Prefeito de Macapá renuncia após afastamento pela Polícia Federal em operação que investiga fraudes
O prefeito de Macapá, Dr. Furlan (PSD), foi afastado do cargo nesta quarta-feira (4) por decisão do ministro Flávio Dino, do Superior Tribunal Federal (STF), como parte da Operação Paroxismo, que investiga supostos desvios de recursos da saúde. No dia seguinte, ele apresentou renúncia formal ao mandato, mas nega que a medida tenha relação com a investigação.
Renúncia já estava programada, afirma ex-prefeito
Em entrevista à Rede Amazônica nesta quinta-feira (5), Furlan afirmou que a decisão de renunciar já estava prevista para que pudesse se dedicar integralmente à pré-campanha ao governo do Estado do Amapá. “A renúncia estava programada para março, respeitando o período eleitoral. Com o afastamento determinado pelo STF, antecipamos nossa renúncia para focar na pré-campanha”, explicou.
O ex-prefeito enviou ofício à Câmara Municipal de Macapá formalizando a renúncia. Com isso, o presidente da Câmara, Pedro Da Lua (União), assumiu como prefeito interino. Furlan também mencionou que sua equipe jurídica trabalha para garantir o retorno do vice-prefeito Mário Neto, igualmente afastado pela operação.

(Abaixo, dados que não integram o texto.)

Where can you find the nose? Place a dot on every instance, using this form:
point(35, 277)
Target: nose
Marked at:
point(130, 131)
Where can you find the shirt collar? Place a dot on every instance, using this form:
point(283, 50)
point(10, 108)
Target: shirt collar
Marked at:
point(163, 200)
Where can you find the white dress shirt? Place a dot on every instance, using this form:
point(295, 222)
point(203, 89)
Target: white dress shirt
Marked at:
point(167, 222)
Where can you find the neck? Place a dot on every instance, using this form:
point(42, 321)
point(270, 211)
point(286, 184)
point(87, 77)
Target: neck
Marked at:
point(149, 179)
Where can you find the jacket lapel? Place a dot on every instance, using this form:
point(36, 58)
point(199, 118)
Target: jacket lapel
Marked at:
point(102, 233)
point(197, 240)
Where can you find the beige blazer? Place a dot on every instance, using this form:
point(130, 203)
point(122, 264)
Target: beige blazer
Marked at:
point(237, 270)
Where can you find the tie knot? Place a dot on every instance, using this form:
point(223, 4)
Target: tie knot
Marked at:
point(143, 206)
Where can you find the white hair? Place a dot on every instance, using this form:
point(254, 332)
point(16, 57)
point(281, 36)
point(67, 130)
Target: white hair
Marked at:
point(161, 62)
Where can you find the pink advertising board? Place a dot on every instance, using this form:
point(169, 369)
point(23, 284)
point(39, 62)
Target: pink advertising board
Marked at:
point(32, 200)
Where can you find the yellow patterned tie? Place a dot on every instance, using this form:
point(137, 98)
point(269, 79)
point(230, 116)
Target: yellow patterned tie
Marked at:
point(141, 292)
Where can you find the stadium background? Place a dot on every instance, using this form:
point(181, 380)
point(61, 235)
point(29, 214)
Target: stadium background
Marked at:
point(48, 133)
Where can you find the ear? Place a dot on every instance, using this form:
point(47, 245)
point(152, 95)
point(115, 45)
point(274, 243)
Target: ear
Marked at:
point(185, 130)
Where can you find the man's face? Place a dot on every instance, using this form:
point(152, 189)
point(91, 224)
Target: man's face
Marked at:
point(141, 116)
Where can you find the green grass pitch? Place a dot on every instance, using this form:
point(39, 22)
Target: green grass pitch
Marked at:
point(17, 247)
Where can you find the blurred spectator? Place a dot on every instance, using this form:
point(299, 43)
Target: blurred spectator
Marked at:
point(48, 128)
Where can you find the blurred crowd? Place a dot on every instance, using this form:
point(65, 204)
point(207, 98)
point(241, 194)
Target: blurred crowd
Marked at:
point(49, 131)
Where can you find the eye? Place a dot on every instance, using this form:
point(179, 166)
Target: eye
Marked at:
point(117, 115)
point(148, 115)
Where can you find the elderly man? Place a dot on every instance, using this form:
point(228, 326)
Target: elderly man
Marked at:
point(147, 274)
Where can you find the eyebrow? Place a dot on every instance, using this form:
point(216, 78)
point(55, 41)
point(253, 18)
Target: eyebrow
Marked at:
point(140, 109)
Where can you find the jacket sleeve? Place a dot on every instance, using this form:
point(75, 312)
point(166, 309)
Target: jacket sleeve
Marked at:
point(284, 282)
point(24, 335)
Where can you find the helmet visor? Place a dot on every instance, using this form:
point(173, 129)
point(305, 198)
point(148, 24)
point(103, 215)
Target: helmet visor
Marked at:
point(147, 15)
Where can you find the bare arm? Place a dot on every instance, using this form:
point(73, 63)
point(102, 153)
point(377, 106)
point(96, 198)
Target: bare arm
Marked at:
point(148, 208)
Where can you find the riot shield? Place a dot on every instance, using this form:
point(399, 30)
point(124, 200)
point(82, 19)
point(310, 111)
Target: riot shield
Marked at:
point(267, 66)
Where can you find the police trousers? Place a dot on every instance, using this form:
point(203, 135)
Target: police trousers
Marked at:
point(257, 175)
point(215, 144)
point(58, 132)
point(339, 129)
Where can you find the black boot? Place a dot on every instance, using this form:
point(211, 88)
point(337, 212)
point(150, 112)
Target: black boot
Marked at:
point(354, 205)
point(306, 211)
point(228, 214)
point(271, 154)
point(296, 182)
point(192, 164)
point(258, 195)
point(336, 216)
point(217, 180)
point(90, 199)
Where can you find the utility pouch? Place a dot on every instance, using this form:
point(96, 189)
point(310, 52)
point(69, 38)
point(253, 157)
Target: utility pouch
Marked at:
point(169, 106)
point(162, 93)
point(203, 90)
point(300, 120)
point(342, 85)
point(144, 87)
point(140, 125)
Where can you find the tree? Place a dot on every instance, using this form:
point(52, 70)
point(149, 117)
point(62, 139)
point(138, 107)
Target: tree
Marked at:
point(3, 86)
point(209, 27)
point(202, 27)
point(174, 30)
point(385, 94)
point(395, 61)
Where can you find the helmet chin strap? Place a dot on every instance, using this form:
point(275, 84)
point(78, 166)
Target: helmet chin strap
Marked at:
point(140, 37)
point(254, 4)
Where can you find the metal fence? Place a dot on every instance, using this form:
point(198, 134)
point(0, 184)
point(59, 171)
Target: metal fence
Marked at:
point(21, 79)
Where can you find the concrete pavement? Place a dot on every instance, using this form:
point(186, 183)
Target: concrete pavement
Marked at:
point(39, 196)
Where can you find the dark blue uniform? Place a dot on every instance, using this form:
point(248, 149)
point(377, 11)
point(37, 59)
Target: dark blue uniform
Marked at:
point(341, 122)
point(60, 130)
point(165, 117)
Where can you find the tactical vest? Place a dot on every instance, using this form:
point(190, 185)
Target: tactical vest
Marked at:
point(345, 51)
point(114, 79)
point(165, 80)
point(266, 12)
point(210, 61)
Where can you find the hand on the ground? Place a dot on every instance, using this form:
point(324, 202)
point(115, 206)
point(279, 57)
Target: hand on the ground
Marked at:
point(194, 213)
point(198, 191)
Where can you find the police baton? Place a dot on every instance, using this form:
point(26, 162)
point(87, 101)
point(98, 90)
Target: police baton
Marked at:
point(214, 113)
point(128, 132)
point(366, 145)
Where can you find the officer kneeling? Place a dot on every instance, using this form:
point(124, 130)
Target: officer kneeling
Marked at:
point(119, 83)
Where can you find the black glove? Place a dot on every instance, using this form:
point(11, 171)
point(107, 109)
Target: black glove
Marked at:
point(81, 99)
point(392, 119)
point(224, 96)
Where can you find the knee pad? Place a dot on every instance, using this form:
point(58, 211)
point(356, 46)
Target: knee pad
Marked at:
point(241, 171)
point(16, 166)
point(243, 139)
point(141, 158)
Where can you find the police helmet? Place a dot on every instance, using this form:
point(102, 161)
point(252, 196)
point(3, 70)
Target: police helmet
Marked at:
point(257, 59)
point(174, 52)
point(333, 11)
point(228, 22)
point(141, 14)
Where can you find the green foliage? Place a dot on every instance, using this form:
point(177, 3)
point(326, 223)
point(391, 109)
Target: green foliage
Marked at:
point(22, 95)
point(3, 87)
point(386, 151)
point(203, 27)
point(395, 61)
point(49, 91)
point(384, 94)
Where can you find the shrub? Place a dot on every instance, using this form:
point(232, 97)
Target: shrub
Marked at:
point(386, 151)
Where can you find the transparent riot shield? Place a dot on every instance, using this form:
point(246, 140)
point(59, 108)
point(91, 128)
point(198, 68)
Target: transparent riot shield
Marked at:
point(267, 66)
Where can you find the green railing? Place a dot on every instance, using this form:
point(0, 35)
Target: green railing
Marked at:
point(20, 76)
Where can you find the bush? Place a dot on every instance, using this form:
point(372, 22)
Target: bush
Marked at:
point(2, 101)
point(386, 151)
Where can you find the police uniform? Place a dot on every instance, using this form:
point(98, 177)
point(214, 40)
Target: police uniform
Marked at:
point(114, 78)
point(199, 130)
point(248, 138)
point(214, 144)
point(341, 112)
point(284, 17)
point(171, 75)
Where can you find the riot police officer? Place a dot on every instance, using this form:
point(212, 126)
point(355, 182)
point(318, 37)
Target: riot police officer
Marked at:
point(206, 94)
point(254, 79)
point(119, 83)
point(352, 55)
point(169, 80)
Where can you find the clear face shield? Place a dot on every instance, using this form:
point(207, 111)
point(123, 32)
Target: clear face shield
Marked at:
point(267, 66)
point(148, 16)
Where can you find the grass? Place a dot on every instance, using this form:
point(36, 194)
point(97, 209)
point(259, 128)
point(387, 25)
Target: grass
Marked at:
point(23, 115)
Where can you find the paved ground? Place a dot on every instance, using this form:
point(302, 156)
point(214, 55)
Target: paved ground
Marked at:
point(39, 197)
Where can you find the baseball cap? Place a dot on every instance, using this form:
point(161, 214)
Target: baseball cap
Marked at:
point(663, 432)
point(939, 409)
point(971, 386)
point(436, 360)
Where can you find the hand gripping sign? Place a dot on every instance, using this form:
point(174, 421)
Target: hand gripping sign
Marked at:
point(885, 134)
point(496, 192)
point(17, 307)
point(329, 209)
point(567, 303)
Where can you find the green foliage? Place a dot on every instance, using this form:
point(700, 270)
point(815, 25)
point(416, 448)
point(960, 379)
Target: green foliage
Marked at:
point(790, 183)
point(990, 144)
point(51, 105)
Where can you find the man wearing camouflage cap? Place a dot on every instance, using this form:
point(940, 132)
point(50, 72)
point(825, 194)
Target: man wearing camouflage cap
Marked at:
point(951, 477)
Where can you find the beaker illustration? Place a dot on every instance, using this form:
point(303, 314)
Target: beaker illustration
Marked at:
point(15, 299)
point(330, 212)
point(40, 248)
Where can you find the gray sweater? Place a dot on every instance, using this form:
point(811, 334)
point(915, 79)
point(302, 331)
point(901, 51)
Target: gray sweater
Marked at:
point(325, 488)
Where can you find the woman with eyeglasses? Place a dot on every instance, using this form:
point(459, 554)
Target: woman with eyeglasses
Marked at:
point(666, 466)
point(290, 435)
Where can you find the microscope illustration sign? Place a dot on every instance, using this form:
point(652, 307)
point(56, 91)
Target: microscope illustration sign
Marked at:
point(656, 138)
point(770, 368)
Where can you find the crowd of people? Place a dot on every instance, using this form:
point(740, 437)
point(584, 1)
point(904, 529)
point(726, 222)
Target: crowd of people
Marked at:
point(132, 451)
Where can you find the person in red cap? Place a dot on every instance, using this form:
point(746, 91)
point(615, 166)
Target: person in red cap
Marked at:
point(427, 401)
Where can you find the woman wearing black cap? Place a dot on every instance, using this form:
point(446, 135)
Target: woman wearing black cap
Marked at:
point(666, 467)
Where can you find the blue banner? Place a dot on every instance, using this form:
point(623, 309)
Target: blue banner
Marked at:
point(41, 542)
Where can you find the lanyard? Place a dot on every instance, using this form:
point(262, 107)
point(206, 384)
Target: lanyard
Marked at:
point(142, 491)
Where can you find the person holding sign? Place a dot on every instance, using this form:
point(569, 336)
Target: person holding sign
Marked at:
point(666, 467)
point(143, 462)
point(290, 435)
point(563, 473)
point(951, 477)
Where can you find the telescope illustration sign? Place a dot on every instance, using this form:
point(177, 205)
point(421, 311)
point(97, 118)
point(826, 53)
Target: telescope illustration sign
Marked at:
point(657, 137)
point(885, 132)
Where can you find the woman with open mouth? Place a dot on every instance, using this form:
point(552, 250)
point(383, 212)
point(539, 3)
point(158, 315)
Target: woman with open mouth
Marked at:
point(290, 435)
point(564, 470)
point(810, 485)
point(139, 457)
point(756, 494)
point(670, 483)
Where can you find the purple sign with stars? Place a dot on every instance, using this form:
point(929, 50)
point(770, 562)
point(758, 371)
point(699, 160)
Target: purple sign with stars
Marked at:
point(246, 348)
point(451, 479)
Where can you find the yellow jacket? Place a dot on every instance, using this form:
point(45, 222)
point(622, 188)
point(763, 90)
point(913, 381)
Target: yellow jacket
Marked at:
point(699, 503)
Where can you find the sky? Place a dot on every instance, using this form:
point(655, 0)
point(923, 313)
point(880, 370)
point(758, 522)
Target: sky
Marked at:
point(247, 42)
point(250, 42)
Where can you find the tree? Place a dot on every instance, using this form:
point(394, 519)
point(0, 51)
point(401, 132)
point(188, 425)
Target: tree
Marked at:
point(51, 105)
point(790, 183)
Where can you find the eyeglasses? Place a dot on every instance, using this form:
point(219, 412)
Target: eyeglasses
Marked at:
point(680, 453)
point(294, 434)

Operação Paroxismo investiga fraudes milionárias em licitações da saúde
A Operação Paroxismo, deflagrada pela Polícia Federal, afastou além de Furlan e Mário Neto, a secretária municipal de Saúde, Erica Aymoré, e Walmiglisson Ribeiro da Silva, chefe do setor de licitação da prefeitura. A investigação apura supostas fraudes em licitações vinculadas às obras do Hospital Geral Municipal de Macapá, orçadas em cerca de R$ 70 milhões.
Segundo o Ministério Público Federal (MPF), a Secretaria Municipal de Saúde teria sido estruturada para favorecer a empresa Santa Rita Engenharia Ltda. O edital incluiria exigências técnicas muito específicas, sem relação direta com toda a obra, o que teria afastado outras empresas da concorrência.
Após a assinatura do contrato, os sócios da empresa realizaram saques em espécie, fracionados e incompatíveis com a atividade. Investigadores suspeitam de desvio e lavagem de dinheiro, com grandes quantias, como R$ 400 mil, sendo transportadas em mochilas e movimentadas em veículos ligados a agentes públicos, incluindo o prefeito.
Furlan nega acusações e defende obra do hospital
Dr. Furlan rebateu as acusações, afirmando que “essa acusação não procede” e que o cronograma físico-financeiro da obra está em dia. “O hospital municipal está operando a todo vapor. Tenho certeza de que a obra será entregue no final de 2026”, declarou, confiante na continuidade do projeto seja pelo prefeito interino ou pelo retorno do vice-prefeito.
O ministro Flávio Dino autorizou o cumprimento de 13 mandados de busca e apreensão no Amapá, Pará e Rio Grande do Norte, além da quebra de sigilo bancário e fiscal dos investigados. A operação segue em andamento, com a segunda fase já deflagrada, aumentando a pressão sobre os envolvidos.